NGG kämpft für faire Löhne und Arbeitsbedingungen in der Gastronomie vor der WM

NGG fordert bessere Bezahlung und Arbeitsbedingungen für Gastgewerbe während der WM

Die Gewerkschaft Nahrung-Genuss-Gaststätten (NGG) setzt sich für höhere Löhne und bessere Arbeitsbedingungen für Beschäftigte in der Gastronomie während der Fußball-Weltmeisterschaft ein. Im Rhein-Kreis Neuss verlangt sie eine Lohnerhöhung von sechs Prozent für Köchinnen und Köche, Servicekräfte und weiteres Personal. Gleichzeitig warnt die NGG Arbeitgeber davor, Mitarbeiter mit übermäßigen Überstunden auszubeuten.

Die NGG in Krefeld-Neuss fordert im Vorfeld der WM eine faire Behandlung der Beschäftigten. Jede zusätzliche Arbeitsstunde müsse von Restaurant- und Barbesitzern vergütet werden, betont die Gewerkschaft.
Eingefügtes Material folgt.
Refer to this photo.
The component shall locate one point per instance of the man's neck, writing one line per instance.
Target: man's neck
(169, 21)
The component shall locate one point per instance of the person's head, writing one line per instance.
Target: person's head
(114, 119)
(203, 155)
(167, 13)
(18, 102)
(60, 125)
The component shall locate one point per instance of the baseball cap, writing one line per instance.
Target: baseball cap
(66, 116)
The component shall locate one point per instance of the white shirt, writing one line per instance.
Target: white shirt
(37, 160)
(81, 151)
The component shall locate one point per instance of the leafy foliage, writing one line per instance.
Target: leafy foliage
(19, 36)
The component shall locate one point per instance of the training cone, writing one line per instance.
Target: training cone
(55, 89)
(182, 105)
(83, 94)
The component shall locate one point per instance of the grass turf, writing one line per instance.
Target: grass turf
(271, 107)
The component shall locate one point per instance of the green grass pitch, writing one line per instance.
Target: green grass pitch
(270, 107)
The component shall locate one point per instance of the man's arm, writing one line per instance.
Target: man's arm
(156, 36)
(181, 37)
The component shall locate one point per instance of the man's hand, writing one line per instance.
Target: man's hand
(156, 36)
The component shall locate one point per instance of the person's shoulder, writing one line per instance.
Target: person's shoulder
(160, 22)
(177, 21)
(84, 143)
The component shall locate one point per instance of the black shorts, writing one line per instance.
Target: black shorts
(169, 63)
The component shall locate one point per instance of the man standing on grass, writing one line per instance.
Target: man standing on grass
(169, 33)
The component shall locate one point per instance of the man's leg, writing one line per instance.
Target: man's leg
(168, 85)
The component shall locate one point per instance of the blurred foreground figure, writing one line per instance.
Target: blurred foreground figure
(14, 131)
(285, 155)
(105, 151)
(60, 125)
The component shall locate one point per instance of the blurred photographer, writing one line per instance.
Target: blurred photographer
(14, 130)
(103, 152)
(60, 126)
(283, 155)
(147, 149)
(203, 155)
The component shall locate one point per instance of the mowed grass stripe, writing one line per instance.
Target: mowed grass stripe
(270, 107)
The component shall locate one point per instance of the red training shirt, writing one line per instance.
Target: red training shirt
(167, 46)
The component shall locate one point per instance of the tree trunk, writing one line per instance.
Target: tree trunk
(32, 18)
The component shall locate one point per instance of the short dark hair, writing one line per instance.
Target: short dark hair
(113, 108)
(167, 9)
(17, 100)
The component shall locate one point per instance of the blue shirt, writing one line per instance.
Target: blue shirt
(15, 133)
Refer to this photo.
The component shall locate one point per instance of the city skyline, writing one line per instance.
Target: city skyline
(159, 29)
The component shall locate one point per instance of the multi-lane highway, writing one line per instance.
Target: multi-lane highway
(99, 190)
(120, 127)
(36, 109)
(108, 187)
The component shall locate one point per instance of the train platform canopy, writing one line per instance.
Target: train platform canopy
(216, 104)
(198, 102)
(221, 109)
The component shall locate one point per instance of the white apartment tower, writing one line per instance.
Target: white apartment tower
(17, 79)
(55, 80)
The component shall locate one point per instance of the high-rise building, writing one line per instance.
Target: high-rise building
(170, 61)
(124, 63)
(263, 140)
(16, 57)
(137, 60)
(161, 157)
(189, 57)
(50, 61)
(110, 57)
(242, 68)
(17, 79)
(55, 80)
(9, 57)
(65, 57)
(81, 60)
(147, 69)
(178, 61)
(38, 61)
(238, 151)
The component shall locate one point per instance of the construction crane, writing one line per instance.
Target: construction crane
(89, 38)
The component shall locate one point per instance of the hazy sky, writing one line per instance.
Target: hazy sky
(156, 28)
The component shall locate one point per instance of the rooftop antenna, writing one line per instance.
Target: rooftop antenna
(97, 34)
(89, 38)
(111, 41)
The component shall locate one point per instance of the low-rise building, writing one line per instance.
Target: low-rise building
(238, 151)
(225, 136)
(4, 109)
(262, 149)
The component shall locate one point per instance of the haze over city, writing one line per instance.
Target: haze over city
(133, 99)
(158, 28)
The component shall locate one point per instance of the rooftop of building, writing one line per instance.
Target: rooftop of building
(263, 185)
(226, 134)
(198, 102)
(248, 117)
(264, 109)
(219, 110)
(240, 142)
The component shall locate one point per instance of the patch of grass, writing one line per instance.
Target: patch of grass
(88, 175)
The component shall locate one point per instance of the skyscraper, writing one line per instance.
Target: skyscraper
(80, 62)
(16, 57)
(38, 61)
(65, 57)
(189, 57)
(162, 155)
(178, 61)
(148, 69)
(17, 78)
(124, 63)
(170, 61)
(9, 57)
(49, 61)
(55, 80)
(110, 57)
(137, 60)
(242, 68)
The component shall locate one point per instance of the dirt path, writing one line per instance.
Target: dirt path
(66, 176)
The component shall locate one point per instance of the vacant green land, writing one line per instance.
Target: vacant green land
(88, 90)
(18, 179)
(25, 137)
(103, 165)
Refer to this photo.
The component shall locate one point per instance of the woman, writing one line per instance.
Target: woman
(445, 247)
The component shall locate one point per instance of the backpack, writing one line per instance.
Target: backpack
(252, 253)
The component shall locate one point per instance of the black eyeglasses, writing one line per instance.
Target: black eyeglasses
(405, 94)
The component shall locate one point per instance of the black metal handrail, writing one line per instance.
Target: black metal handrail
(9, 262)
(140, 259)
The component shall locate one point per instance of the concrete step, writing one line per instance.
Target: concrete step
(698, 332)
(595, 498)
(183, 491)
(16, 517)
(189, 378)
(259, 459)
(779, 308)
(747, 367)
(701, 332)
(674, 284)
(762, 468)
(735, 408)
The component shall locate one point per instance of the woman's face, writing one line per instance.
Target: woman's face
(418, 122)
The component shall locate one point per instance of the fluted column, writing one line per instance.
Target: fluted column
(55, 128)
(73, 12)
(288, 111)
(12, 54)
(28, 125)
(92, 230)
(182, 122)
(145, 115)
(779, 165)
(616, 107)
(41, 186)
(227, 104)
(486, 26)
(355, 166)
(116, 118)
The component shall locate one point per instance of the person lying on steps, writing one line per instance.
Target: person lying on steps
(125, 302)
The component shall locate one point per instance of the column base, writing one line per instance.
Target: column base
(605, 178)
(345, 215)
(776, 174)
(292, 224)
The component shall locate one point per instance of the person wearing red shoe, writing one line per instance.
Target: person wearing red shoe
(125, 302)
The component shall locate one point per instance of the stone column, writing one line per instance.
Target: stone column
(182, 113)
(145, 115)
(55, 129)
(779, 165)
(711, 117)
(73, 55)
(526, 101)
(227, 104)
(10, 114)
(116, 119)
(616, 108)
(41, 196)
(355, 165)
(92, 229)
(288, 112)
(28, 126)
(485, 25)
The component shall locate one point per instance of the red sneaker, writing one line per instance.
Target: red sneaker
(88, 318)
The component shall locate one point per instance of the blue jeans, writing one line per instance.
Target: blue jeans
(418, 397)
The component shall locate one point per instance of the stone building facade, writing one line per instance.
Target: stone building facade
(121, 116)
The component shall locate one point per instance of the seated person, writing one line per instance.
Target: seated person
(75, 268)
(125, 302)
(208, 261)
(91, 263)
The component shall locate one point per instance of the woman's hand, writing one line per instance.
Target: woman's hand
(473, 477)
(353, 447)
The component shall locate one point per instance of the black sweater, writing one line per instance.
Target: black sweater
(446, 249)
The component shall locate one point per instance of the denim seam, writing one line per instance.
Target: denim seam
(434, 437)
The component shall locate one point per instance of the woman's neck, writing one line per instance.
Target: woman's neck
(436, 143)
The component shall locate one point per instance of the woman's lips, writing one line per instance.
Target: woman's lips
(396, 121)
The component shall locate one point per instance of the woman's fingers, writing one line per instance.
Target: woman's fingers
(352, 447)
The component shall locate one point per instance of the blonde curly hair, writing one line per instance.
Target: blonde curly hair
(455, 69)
Zudem ruft sie Unternehmen auf, für Stoßzeiten während der Spiele mehr Personal einzustellen, um eine „WM der Überstunden“ zu verhindern.

Bei der Dienstplangestaltung müssten die Bedürfnisse von Beschäftigten mit Kindern oder Pflegeverantwortung berücksichtigt werden. Eine Woche nach dem WM-Auftaktspiel beginnen die Tarifverhandlungen der NGG für das Gastgewerbe in Nordrhein-Westfalen. Dabei wird die Gewerkschaft auf den Deutschen Hotel- und Gaststättenverband (DEHOGA) treffen.

Eine Lohnerhöhung von sechs Prozent würde ausgelernten Vollzeitköchen oder Servicekräften mindestens 164 Euro mehr im Monat bringen. Die NGG hofft, dass Arbeitgeber kein „Eigentor“ schießen, indem sie ihre Teams überlasten. Ohne faire Bezahlung und motivierte Mitarbeiter könne die Branche nicht erfolgreich sein, argumentiert die Gewerkschaft.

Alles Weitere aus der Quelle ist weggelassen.